Forum Discussion
Altera_Forum
Honored Contributor
8 years ago --- Quote Start --- There is no way the "data_in" kernel would deadlock without printing anything. If you don't get any output from that kernel at runtime, it is possible that there is something wrong with your host code. I have no idea how Altera implements printf, though; there might be implementation-specific details that block the printf calls. Needless to say, you definitely have an ordering issue in reading and writing CONV1_BIAS and CONV1_WEIGHTS; you are first writing CONV1_WEIGHTS and then CONV1_BIAS, while reading them in the opposite direction. This is very likely one major (or the only) source of your problem. --- Quote End --- Thanks for your reply! First, about printf, "Intel FPFA for opencl programming guide" says: "During kernel execution, printf data is stored in a global printf buffer that the Intel FPGA SDK for OpenCL Offline Compiler allocates automatically. The size of this buffer is 64 kB; the total size of data arguments to a printf call should not exceed this size. When kernel execution completes, the contents of the printf buffer are printed to standard output. Buffer overflows are handled seamlessly; printf instructions can be executed an unlimited number of times. However, if the printf buffer overflows, kernel pipeline execution stalls until the host reads the buffer and prints the buffer contents.

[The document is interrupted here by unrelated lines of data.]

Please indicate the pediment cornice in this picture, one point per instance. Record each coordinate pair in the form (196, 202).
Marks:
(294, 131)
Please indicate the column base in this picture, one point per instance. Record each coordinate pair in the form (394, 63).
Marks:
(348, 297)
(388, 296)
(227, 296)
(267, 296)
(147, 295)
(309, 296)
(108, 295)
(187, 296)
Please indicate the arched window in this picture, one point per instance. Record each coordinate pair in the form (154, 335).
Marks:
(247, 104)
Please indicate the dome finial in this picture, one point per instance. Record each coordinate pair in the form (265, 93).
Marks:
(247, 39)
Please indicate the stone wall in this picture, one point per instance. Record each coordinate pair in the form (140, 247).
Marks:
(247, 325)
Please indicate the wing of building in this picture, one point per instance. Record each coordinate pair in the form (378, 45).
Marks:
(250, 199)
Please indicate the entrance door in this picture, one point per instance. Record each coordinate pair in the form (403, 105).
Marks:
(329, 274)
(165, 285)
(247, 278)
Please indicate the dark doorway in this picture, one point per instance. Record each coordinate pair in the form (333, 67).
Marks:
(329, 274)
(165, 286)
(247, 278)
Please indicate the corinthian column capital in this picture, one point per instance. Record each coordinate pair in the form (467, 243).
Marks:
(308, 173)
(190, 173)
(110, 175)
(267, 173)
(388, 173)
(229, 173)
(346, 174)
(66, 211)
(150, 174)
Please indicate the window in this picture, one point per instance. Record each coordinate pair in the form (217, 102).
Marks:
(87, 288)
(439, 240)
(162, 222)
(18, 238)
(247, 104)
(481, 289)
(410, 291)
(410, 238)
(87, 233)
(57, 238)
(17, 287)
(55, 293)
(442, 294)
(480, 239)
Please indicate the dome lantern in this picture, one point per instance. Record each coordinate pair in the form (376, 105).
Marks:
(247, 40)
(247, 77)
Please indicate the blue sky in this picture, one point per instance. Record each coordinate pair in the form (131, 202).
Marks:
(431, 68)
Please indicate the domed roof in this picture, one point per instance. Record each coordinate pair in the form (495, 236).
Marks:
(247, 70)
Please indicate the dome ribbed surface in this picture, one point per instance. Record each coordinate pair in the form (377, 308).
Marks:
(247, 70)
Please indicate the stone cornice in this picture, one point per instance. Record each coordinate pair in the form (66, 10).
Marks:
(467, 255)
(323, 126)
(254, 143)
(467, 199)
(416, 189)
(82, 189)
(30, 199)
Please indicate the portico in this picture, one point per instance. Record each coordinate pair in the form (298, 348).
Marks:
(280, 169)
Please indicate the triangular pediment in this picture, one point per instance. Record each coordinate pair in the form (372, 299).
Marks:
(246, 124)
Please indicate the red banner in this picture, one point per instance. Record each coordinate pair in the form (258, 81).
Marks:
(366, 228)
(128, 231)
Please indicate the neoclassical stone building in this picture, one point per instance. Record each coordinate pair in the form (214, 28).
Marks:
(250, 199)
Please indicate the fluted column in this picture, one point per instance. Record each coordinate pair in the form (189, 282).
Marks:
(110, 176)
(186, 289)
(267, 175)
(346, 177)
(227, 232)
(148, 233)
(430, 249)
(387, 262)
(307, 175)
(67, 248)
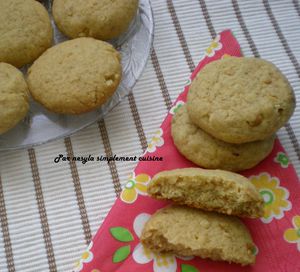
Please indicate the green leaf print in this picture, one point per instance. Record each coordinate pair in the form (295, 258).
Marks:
(121, 254)
(121, 234)
(188, 268)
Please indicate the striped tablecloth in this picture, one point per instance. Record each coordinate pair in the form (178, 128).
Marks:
(49, 211)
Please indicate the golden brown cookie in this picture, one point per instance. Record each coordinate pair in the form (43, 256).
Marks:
(211, 190)
(239, 100)
(102, 20)
(14, 98)
(75, 76)
(25, 31)
(209, 152)
(190, 232)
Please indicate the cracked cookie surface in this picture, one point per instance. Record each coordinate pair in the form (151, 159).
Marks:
(190, 232)
(208, 152)
(75, 76)
(102, 20)
(240, 100)
(25, 31)
(210, 190)
(14, 97)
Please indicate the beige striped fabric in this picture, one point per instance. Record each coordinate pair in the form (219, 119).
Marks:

Because printf functions store their data into a global memory buffer, the performance of your kernel will drop if it includes such functions". So, I think my printf information stored in the buffer? Becaue in emulator mode,my code result is right, so i think the host code is right? The host code have four queus, every kernel correspond to on queue. Second, I have changed the sequence of reading and writing CONV1_BIAS and CONV1_WEIGHTS, and also increaing the depth of channel to 20.Complie is running,I expect I will get right result. Thank you very much!!